Asset & WorkforceStrategyTechnology

Machine Learning for Predictive Models

By January 3, 2023 No Comments

Dominic Ciarlette, ENTRUST, U.S., explains how machine learning can be employed to develop predictive models that can help utilities develop more efficient asset replacement strategies.


A medium‑sized U.S. gas utility company is engaged in a comprehensive asset review program. The goal of the program is to locate occurrences of a particular fitting within its distribution networks. The fitting, a type of mechanical tee, is associated with increased risk for leaking. The utility company is currently in the process of performing several thousand excavations and remediations to positively identify these fittings within their network. To aid this effort, the utility partnered with ENTRUST Solutions Group (ENTRUST) to produce a machine learning model capable of predicting occurrences of the target fitting within the networks. The model predictions validated and augmented the utility’s current asset review methodology and resulted in a reduction in costs and an increase in confidence in the program.

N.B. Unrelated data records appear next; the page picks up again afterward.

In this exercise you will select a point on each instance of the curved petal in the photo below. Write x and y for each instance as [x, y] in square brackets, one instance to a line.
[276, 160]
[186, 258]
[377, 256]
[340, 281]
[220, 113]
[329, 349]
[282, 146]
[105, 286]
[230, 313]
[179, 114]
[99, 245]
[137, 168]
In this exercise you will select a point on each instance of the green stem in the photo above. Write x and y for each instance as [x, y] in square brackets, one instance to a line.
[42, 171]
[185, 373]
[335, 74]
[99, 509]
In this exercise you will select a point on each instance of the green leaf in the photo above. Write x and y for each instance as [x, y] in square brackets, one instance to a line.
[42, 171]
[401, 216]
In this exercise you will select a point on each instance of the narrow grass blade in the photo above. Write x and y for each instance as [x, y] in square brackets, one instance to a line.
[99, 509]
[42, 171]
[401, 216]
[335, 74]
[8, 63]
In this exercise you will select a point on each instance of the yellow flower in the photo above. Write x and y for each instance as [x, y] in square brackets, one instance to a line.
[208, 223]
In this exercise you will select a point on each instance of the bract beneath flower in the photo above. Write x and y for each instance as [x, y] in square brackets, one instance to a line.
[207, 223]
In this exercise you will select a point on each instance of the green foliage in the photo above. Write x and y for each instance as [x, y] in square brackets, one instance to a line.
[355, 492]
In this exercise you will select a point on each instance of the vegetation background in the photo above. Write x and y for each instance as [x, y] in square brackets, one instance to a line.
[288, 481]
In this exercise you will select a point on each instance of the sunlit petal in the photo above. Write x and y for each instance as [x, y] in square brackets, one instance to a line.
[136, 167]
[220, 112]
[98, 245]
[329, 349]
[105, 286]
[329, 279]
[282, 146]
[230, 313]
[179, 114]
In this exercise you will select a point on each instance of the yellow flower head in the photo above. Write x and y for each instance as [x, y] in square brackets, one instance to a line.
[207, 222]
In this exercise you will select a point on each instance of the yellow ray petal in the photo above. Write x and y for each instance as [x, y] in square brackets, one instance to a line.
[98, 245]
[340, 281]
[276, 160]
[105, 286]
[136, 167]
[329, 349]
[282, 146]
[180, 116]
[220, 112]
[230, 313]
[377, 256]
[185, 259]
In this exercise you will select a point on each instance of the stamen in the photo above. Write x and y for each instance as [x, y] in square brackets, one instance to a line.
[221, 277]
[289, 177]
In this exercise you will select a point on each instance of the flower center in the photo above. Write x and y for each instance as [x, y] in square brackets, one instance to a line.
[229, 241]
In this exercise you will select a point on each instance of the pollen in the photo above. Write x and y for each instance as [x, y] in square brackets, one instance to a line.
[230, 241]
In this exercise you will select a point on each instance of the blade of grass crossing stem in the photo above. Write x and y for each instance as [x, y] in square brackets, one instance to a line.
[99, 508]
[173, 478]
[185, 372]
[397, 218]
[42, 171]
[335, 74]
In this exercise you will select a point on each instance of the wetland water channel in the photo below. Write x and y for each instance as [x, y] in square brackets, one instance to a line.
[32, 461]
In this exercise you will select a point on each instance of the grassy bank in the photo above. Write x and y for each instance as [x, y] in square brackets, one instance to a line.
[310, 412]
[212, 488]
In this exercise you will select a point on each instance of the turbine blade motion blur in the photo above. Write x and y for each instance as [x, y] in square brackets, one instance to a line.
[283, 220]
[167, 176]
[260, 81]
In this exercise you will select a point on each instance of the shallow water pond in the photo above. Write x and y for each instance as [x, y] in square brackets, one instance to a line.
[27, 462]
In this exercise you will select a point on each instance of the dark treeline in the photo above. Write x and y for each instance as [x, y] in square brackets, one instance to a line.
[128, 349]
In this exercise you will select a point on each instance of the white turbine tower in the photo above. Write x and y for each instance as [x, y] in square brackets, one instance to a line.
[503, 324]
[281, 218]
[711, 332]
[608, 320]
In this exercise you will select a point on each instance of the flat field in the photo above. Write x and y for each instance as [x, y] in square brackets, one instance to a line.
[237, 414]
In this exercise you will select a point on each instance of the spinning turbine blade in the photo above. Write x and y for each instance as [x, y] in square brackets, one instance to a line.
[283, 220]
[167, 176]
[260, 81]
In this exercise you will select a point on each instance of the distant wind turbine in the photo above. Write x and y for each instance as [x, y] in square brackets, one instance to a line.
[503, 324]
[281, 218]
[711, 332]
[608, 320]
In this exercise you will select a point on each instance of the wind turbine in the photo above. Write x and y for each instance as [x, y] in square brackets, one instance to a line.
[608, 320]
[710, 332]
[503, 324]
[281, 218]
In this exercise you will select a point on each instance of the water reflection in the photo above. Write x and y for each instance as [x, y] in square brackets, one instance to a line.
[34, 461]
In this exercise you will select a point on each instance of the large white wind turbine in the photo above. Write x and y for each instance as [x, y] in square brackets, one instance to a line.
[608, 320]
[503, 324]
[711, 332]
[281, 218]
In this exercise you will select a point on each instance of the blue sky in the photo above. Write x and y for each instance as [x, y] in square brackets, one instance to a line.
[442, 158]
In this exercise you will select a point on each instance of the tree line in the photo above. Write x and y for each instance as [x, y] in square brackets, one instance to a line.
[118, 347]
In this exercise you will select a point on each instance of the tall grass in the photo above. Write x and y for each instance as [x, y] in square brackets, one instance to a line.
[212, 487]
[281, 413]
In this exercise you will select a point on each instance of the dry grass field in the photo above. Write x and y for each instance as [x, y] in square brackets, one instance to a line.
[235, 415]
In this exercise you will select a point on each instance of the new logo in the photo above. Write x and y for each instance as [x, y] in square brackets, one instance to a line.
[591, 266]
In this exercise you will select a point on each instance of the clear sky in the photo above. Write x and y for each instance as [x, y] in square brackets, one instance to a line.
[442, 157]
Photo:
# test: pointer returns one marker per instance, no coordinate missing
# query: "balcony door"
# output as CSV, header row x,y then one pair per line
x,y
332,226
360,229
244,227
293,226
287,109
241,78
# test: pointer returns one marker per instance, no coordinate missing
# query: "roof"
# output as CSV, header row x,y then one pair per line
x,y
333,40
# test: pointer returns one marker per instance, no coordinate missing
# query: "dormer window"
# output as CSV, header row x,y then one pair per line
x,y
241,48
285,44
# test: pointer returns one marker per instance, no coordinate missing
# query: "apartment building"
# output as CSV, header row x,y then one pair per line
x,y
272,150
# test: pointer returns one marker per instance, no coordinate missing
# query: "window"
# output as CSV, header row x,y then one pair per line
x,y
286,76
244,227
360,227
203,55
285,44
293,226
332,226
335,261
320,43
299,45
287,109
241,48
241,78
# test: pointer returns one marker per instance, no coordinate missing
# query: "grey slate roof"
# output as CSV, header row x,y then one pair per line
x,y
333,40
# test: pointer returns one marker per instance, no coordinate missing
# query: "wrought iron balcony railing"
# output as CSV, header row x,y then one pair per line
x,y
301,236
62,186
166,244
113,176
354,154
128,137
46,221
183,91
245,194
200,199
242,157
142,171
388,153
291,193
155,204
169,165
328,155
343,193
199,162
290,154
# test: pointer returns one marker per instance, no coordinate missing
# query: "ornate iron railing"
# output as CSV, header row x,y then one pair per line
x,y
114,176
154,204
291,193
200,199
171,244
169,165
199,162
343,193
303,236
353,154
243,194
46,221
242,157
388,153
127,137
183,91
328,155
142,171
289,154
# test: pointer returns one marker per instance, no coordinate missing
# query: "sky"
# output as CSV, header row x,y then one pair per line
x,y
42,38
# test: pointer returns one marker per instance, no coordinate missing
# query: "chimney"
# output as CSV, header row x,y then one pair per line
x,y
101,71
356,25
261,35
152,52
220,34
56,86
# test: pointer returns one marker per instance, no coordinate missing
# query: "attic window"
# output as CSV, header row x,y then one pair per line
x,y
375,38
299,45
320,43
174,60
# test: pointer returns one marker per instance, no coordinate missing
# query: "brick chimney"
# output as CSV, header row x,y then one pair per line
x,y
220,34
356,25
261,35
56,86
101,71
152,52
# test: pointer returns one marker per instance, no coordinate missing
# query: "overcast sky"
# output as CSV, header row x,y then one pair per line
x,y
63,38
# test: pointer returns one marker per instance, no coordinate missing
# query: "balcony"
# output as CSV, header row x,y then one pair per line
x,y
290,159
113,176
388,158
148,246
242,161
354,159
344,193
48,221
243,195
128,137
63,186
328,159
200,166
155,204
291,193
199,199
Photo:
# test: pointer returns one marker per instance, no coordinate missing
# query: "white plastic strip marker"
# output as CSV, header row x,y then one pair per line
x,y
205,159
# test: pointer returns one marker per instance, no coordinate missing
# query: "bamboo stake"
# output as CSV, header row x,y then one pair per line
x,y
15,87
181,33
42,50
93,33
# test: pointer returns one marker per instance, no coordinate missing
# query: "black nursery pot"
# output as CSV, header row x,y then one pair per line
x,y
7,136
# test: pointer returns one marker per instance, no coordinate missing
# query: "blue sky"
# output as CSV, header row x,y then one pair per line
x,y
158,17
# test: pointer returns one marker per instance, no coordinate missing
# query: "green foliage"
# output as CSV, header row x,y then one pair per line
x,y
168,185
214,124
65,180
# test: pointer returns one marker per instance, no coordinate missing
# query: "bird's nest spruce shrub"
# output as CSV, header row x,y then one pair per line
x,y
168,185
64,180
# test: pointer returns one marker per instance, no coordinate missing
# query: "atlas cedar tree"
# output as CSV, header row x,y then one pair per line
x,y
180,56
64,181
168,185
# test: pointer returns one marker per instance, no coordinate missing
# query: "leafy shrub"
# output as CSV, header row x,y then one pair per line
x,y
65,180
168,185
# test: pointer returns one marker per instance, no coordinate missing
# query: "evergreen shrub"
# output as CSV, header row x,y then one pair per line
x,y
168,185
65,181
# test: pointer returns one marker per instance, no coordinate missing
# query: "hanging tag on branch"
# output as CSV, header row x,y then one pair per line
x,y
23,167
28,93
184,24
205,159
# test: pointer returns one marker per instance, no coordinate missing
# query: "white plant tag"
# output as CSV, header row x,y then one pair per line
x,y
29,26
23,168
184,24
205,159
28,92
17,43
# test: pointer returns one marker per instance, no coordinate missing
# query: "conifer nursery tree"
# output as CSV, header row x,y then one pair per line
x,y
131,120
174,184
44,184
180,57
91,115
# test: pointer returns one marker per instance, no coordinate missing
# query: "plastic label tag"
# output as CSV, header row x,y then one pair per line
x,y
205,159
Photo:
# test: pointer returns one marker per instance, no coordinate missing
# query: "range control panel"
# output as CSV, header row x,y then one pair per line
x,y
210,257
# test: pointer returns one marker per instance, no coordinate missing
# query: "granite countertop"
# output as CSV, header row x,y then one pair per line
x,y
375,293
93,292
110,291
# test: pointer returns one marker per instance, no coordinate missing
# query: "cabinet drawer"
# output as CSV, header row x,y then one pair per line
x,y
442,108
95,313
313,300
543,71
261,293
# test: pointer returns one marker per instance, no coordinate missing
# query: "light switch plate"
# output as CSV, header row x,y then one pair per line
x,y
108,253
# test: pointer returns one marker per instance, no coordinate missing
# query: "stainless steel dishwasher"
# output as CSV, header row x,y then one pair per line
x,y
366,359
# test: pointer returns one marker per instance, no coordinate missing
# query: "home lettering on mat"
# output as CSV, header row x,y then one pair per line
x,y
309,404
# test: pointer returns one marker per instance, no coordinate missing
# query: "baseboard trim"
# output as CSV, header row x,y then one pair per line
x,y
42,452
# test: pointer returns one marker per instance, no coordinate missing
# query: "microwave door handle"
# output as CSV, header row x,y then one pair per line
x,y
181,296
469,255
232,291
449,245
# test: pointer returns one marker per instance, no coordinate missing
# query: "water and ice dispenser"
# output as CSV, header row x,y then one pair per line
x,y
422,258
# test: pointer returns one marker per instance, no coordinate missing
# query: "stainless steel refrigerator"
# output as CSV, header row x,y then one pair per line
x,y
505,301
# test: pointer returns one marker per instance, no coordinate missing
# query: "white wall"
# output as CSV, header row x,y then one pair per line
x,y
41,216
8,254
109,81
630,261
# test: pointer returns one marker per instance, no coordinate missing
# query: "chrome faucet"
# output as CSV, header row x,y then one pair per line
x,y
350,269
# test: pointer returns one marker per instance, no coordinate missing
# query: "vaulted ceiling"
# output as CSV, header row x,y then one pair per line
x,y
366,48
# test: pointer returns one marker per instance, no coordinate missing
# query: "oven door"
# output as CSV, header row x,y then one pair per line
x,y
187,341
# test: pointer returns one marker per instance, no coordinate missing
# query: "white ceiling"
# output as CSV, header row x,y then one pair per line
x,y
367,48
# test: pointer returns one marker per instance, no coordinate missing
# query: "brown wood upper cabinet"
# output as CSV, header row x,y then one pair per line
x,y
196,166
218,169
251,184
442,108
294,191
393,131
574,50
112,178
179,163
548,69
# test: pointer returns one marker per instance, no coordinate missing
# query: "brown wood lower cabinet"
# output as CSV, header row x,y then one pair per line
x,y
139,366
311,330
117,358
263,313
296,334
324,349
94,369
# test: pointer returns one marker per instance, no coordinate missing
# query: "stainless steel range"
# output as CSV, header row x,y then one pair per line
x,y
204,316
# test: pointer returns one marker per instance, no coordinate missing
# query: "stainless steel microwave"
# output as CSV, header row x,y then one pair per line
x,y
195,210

Natural gas distribution networks comprise main and service piping. The main piping carries gas throughout the network and service piping delivers gas from the network to the end‑user. Service piping is commonly joined to mains via tee fittings—named so for their resemblance to the letter “T.” These tee fittings serve to join and pressure seal two pipes together. The subject of this article is a specific type of tee fitting. Following investigations, this tee type has been associated with increased risk for leaking. In response, the utility is seeking to locate all such fittings in its system.

Unfortunately, complete and accurate construction records, which would definitively locate and identify all instances of a sought-after fitting, are rarely available to utilities. In some cases, such construction activities go back several decades. Furthermore, some records may have traded hands several times as the result of acquisitions and mergers. Due to the lack of sufficient records to locate all target fittings, the utility pursued an analytical approach to improve target-fitting identification.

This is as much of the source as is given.